Who was the best in 2014 Winter Olympics: benchmarking in ‘The Economist’ and Tolstoy style

As a late followup to all the press, summarizing results of 2014 Winter Olympics, I decided to apply data envelopment analysis to find most efficient teams on 2014 Winter Olympics. I’ll use Benchmarking package to estimate efficiencies and ggplot2 + ggthemes to visualize it.

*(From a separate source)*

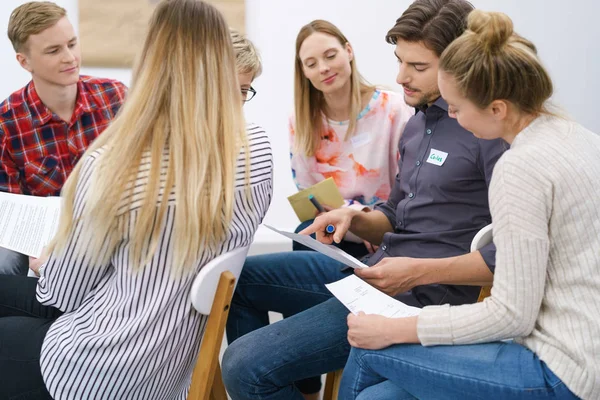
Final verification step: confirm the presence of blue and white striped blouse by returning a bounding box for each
[37,125,272,400]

Data envelopment analysis is a methodology to distinguish between efficient and inefficient units, which could be anything from industries to firms to branches to hedge funds to algotrading robots to platoons to cockroaches to galaxies etc etc. Initially born within dull and stern macro economic realms, DEA gradually evolved into KPI-like methodology applied to approximately anything, usually studied and researched under operation research umbrella. Anything which could be described as a black box, transforming inputs into outputs, could one day appear a subject to DEA in some peer-reviewed paper. Currently this is one of the most cited and published topic in business and economics field. Everyone likes that it requires minimal assumptions, is able to cope with different units of measure, and is non-parametric. No free lunches here: as a price for universality you have to collect ALL units before DEA, otherwise you risk to significantly overestimate efficiency of the ones you’ve managed to collect.

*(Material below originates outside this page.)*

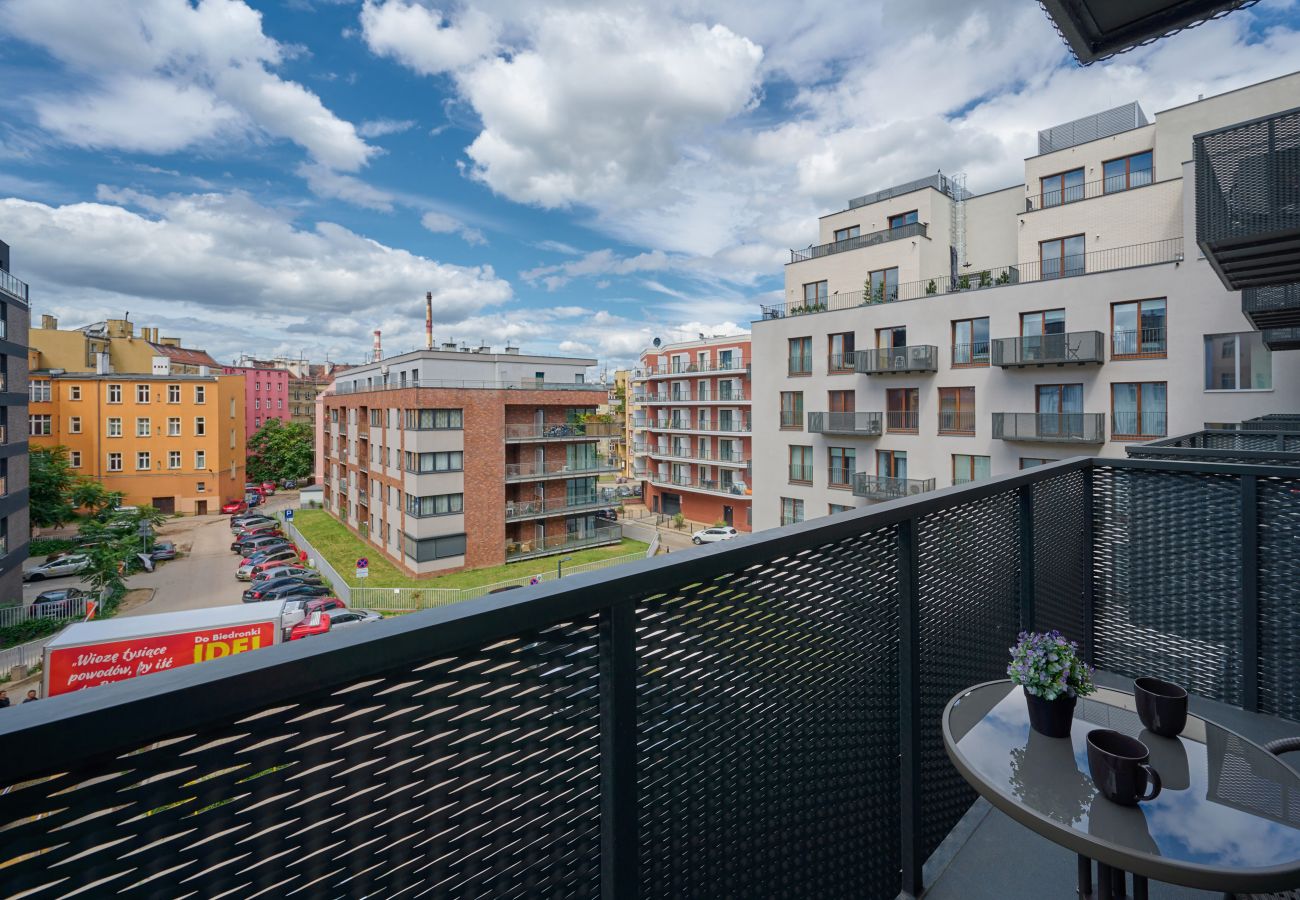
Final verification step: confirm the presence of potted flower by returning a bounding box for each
[1006,631,1095,737]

Putting math magic aside (it’s described perfectly lapidary in Pessanha, Marinho, Laurencel, Amaral presentation Implementing DEA models in the R program and their respective paper), let’s proceed to pictures. But first lets calculate DEA scores. DEA score ranges from 1 to 0, where 1 is for efficient decision making units (DMUs), and all other integers – for all various levels of inefficiency. Paraphrasing Tolstoy (see Prokudin-Gorskiy photo below), efficient DMUs are all alike; every inefficient is inefficient in its own way.

In R, you could use Benchmarking package to do all DEA things (or write your own function, like Pessanha et al.) Syntax is simple: you supply dea() function with inputs dataframe, outputs dataframe, and several options (we’ll discuss one of them – return to scale – in greater details later). So here comes my data preparation routine:

library(mosaic)olympics[,2:ncol(olympics)] <- olympics[,2:ncol(olympics)] + 0.000000000000000001
rownames(olympics) <- as.character(olympics$Country)
olympics <- olympics[,2:ncol(olympics)]
olympics <- as.data.frame(olympics)
# let’s create inputs/outputs:
inputs <- subset(olympics, select = Athletes)
outputs <- subset(olympics, select = TotMedals)
DMUs <-rownames(olympics)
dea.dtf <- data.frame(inputs, outputs, DMUs)

To replicate it you have to download my dataset first. Now everything is ready for the first launch. For a starter, we’ll have very simple DEA model. All DMUs – teams – are black boxes, transforming athletes to medals.